Anton Webern is remembered as the most uncompromising member of the New Vienna school, whose serial music has largely failed to enthuse a wider public.  The pre-serial Webern of 1905 turns out to be a young man in love, newly returned from a walking holiday with his beloved, who pours out passionate, rapturous music in the manner of Richard Strauss.  The four young men of the Elmore Quartet seemed ideally placed to empathise with this young-man's music, and gave us a bravura performance of this virtually unknown piece.  Just occasionally there were hints of pre-serial Schoenberg, Webern's teacher and the leading light of New Vienna serialism, as well as tantalising pre-echoes of Webern's own later oeuvre.  I find it fascinating to hear
just how good the New Vienna composers were at writing high romantic music, before they all so radically turned their back on the style.

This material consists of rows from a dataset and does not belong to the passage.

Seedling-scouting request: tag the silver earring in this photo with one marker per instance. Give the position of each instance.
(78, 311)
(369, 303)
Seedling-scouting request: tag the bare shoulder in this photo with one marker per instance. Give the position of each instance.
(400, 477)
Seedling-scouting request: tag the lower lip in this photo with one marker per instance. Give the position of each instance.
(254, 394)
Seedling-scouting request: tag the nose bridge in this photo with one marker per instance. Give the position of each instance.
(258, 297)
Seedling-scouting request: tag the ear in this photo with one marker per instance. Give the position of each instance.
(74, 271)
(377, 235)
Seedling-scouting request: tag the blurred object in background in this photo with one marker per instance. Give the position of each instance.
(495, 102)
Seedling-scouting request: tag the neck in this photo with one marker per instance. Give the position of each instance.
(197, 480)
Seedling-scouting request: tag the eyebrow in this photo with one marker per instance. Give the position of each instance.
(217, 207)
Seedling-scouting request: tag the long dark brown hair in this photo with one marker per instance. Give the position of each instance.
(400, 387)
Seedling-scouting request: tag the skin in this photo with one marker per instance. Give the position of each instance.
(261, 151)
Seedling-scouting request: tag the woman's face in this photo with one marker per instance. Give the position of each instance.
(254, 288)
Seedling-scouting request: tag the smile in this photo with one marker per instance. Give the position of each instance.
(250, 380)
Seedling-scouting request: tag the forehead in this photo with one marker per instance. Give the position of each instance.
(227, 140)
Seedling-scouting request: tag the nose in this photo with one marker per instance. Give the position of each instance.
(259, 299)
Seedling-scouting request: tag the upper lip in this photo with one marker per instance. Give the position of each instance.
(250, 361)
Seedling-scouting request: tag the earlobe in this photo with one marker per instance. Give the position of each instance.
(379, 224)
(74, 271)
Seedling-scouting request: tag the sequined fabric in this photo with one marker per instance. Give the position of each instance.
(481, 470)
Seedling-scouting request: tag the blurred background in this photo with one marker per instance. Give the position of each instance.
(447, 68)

To find yourself writing your final string quartet in your final months, in Venice and referencing your own operatic setting of Death in Venice talks to a triumphantly curated life, and Benjamin Britten's third String Quartet op. 94 is often seen as his musical farewell to life.  Predictably unpredictable and mercurial, Britten composes music with passages of heart-stopping beauty, juxtaposed with sobering drafts of irony, parody and sheer off-handed detachment.  At least two of the five movements feature disconcerting throw-away endings, but in the course of each short episode the wily Britten conjures pure magic.  This is difficult music to bring off, and the Elmores displayed impressive technique, impeccable ensemble and a thoroughly persuasive
musicality.

The late quartets of Beethoven represent the Himalayas of the genre - visionary music composed by a deaf, infirm and aged composer.  I still grapple with these pieces, but the central movement of op. 132 is one of my sunlit uplands, a movement of utter serenity, into which the composer poured all his gratitude for his recovery from serious illness.  The Elmores found the perfect tempo for this other-worldly music, and allowed one of Beethoven's most uncomplicated utterances to speak for itself – a masterly performance.  If some of the other movements sound faltering even trite by comparison, this is maybe the inevitable consequence of viewing the world from the summit of Everest.  Holding this intentionally disparate bag of tricks together is no
mean feat, but again the Elmores had the measure of this challenging piece, and we were rewarded by finding among the gauche modulations and occasionally trite phrases, genuine gems of Beethovenian genius.